Mais Elektra est un opéra de femmes. Dès la première note de l’orchestre, six solistes émergent comme par magie au fond de la scène, évoquant le chœur antique. Ce sont les cinq servantes, (Aude Extrémo, Salomé Haller, Julie Pasturaud, Cyrielle Ndjiki Nya, Mireille Delunsch) et une surveillante (Aurélia Legay). Chacune traite son rôle avec originalité, vocalement comme gestuellement, et chacune est une artiste-lyrique majeure. Particulièrement frappantes sont la radieuse et opulente soprano de Cyrielle Ndjiki Nya, l’excitante voce di petto (voix de poitrine) de Julie Pasturaud, la ravissante soprano d’Aurélia Legay, et l’interprétation de la soprano Salomé Haller.
Dans les rôles masculins secondaires le ténor Paul Gaugler, (le jeune serviteur), est impressionnant dans le registre très aigu, et Sévag Tachdjian (le Précepteur d’Oreste) plaît avec une belle voix de baryton-basse, bien équilibrée.

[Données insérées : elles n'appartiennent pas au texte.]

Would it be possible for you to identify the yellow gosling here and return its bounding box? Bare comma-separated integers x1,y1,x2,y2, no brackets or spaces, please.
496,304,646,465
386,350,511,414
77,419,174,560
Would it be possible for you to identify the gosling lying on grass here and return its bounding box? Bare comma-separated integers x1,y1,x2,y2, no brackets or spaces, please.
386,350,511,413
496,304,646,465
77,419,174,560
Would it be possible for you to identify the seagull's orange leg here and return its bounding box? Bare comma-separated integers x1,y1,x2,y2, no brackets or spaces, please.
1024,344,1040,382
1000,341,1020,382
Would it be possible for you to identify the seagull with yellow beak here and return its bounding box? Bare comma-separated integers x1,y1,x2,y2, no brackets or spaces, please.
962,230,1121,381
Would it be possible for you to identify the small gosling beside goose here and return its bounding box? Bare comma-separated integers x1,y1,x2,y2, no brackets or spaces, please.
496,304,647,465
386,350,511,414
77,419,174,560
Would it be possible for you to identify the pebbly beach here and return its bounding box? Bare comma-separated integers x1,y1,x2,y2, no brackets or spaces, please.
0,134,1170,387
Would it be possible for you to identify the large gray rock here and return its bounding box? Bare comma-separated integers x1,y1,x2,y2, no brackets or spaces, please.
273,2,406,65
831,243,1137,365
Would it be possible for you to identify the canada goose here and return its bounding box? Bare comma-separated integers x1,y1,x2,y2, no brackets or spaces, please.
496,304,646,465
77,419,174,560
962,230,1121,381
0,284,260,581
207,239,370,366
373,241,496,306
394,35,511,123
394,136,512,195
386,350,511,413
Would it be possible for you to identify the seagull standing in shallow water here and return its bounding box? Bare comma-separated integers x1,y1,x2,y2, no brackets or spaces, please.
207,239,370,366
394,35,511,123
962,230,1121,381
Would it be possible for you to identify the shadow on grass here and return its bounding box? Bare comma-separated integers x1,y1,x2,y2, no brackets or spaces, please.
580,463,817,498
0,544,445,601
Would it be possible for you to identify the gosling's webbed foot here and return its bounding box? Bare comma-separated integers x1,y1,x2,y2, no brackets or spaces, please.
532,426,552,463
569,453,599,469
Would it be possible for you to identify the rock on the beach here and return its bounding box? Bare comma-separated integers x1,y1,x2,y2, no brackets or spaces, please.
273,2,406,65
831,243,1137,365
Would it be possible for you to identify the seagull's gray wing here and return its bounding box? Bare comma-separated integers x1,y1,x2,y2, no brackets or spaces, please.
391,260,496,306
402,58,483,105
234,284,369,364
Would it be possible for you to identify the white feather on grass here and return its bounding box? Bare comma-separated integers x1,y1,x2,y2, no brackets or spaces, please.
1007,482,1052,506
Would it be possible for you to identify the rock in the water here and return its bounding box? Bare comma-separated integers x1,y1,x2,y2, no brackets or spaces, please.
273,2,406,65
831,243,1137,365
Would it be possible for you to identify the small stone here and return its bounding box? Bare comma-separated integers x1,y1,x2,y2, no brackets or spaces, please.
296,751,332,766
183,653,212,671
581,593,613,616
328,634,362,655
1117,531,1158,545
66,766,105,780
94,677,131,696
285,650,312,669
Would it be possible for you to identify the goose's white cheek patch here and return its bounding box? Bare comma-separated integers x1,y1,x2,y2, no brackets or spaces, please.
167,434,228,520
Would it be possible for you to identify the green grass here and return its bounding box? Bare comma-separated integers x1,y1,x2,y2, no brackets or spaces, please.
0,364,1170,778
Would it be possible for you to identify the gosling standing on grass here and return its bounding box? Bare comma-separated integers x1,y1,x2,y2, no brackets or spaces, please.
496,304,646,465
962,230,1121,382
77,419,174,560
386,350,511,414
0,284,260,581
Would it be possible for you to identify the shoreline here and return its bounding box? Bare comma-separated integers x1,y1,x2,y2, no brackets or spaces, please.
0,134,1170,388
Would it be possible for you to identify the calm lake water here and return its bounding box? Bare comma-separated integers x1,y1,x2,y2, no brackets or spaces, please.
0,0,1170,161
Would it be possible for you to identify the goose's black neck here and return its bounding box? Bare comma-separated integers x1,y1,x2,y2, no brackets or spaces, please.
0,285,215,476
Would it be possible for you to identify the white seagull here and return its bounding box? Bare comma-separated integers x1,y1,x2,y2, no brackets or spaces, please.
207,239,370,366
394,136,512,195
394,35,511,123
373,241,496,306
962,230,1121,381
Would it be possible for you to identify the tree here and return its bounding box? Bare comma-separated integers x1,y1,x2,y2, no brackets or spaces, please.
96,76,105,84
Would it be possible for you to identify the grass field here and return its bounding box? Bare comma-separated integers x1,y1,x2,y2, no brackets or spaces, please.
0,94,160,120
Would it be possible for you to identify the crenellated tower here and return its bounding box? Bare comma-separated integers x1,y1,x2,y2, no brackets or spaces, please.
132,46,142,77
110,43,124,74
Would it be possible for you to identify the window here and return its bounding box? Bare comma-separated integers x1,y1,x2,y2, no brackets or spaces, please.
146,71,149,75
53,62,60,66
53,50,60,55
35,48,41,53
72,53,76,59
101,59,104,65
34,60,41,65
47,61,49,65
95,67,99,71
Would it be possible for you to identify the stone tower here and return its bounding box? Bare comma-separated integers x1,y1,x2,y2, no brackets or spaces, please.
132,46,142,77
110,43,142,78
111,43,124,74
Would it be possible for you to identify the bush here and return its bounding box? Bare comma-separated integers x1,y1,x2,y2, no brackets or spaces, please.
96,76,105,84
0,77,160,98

Christophe Mortagne est superbement odieux dans son rôle d’Egisthe, habillé en Dandy avec des bottes rouge sang. Les Chœur de l'Opéra National de Bordeaux, placés comme ils le sont à l’extérieur de la scène, chantant contre l’Orchestre National Bordeaux Aquitaine à toute force, ne s’entendent malheureusement pas suffisamment.
La version d’Elektra offerte par l’Opéra National de Bordeaux à l’Auditorium est une version de concert, sans décor ni costumes. Mais l’éclairage ingénieux d’Eric Blosse, la mise en espace par Justin Way, le jeu théâtral des chanteurs, la sauvagerie des images d’Hofmannsthal, et surtout la musique intensément évocatrice de Strauss stimulent tant l’imagination, qu’un décor et des costumes paraissent superflus.
Paul Daniel dirige l’excellent et imposant orchestre (94 musiciens dont 17 cuivres) exaltant toutes les richesses de la partition, allant des tutti cataclysmiques aux pianissimi solistes d’une extrême pudeur, sans oublier quelques passages quasi gais, presque forains. Lui et ses musiciens rendent la plus belle des justices à tous les figuralismes de Strauss, leviers de la violence métaphorique du livret d’Hofmannsthal. L'éblouissant solo de flûte ou la descente « rampante » des cuivres commentant le serpent qui glisse sur Clytemnestre dans ses rêves en sont deux exemples.
Si l’opéra de Strauss se veut cathartique, il l’est surtout lorsque le dernier accord sonne, et que le public se lève en délire, extatique.